どく、どく、と速い心音が直接伝わってくる。
「ちょ────」
焦った彼が動くのを押し止めるべく、片方の腕を回した。
「……ふふ」
十和くんの鼓動はわたしと同じかそれ以上に激しくて、それが分かると嬉しくなった。
「離してよ……」
「やだ、十和くんだって離してくれなかったじゃん」
「うわ、意地悪……」
すっかり余裕を失った彼が困り果てたように嘆く。
何だか愛らしくて笑ってしまう。
(だって、ずるいよ。わたしばっかりどきどきさせられて)
そう思ったけれど、案外そんなことはなかったのかもしれない。
彼の速い鼓動を聞いて思った。
「ごめんごめん。じゃあこっち向いてよ」
そう言って腕を下ろすと、十和くんは少しの間黙り込んだ。
「……あー、もう……」
深々と息をつき、観念したように身体をこちらへ向ける。
「これで満足?」
むす、と拗ねたような表情を浮かべる顔が紅潮しているのだろうことは、暗くても容易に分かる。
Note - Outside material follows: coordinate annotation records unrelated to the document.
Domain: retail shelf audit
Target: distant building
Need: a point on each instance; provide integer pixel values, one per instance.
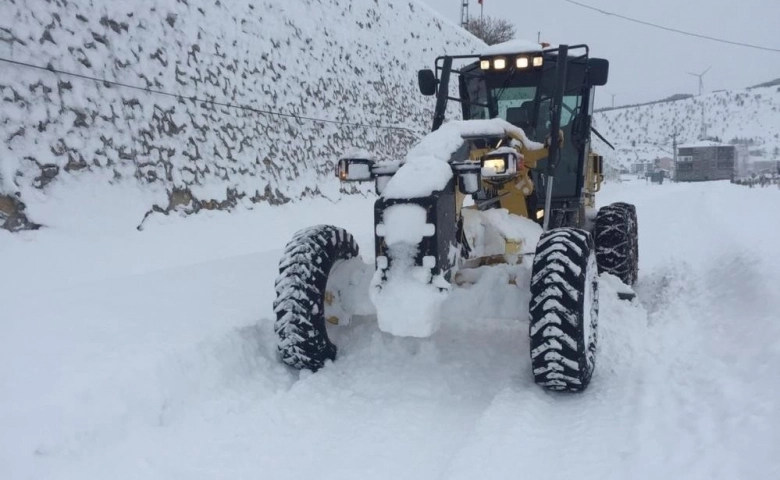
(641, 168)
(705, 160)
(664, 163)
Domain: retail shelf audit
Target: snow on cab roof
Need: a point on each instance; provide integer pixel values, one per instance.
(704, 143)
(514, 46)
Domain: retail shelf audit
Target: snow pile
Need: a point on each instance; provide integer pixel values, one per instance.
(145, 356)
(409, 299)
(265, 63)
(406, 297)
(426, 167)
(488, 231)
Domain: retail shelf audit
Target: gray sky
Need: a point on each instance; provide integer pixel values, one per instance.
(647, 63)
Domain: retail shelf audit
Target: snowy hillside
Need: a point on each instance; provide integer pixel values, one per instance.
(347, 61)
(644, 132)
(151, 355)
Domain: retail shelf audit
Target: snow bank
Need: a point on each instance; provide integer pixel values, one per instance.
(350, 61)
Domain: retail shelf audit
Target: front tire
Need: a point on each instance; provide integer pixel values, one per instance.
(564, 310)
(302, 339)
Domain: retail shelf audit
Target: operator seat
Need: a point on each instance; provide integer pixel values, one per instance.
(521, 116)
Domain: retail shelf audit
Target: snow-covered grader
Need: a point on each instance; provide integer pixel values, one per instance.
(518, 167)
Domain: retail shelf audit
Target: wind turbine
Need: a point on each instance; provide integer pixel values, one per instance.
(701, 78)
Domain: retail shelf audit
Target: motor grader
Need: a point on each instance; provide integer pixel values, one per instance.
(520, 159)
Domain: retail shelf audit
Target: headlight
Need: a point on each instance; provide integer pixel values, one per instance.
(497, 165)
(500, 163)
(522, 62)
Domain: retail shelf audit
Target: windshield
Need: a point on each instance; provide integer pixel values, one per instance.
(518, 100)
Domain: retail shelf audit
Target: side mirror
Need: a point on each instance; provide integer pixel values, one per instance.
(598, 71)
(427, 82)
(354, 170)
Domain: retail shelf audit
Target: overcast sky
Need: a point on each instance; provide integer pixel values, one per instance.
(647, 63)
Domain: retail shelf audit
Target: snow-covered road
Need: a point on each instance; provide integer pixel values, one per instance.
(145, 355)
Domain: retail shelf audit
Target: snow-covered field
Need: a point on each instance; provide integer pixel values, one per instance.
(145, 355)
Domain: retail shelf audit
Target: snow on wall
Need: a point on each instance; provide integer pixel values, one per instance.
(344, 60)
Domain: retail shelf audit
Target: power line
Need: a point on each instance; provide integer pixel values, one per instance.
(675, 30)
(203, 100)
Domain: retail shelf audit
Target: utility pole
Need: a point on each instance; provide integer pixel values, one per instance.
(703, 123)
(675, 134)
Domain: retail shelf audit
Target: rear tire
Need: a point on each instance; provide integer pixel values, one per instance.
(302, 339)
(617, 245)
(564, 310)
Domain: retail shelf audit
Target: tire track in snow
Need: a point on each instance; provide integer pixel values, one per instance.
(529, 431)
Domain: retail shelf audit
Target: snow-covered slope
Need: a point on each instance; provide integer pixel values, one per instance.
(151, 356)
(644, 132)
(348, 61)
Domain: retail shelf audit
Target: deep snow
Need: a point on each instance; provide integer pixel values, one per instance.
(142, 355)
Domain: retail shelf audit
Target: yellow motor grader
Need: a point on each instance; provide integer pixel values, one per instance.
(520, 158)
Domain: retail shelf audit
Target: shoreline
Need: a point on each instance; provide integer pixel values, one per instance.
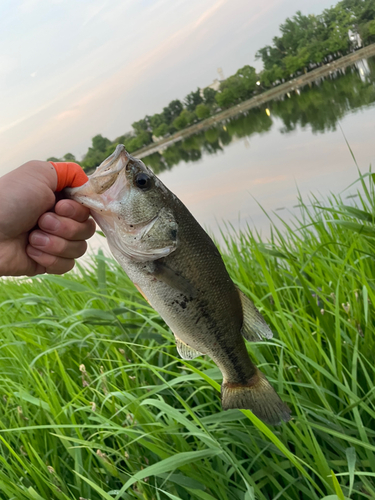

カーテンの隙間からこぼれる月明かりを受け、潤んだような瞳がかすかに光っていた。
知らず知らずのうちに頬が緩んでいく。
想いが深まっていく。
「ねぇ、いつもみたいに触れないの?」
さっき、そうしようとしていたはずだ。
頭を撫でてくれたり、頬を包み込んでくれたり、手を握ってくれたり……。
そうやって彼の手から伝わるあたたかい温もりは、わたしに安心感をくれる。
くす、と十和くんは笑った。
「どこに触れて欲しいの?」
余裕を取り戻したのか、からかうような言い方だ。
「もう……」
結局いつもこうなる。
彼には敵わない。
「ごめんね、冗談だよ」
むっとしたわたしを宥めるように言い、優しく頭を撫でられる。
いつもの温もり。甘い体温。
「手、貸して」
言われるがままにそうすると、指を絡めるようにぎゅっと握られた。
「今日はこのまま寝よう」
「え……っ」
「だめ?」
不安気に聞かれ、慌てて首を横に振る。
「駄目じゃないよ! わたしもそうしたい」
「……よかった」
掌からお互いの温度が溶けて混ざり合う。
心まであたたかくなって、先行きやあらゆることへの不安がほどけていく。
「おやすみ」
「おやすみ、十和くん」
こんなに穏やかな気持ちで眠りにつくのは初めてだ。
満ち足りて、幸せに包まれる。噛み締める。
ぎゅ、といっそう強く彼の手を握った。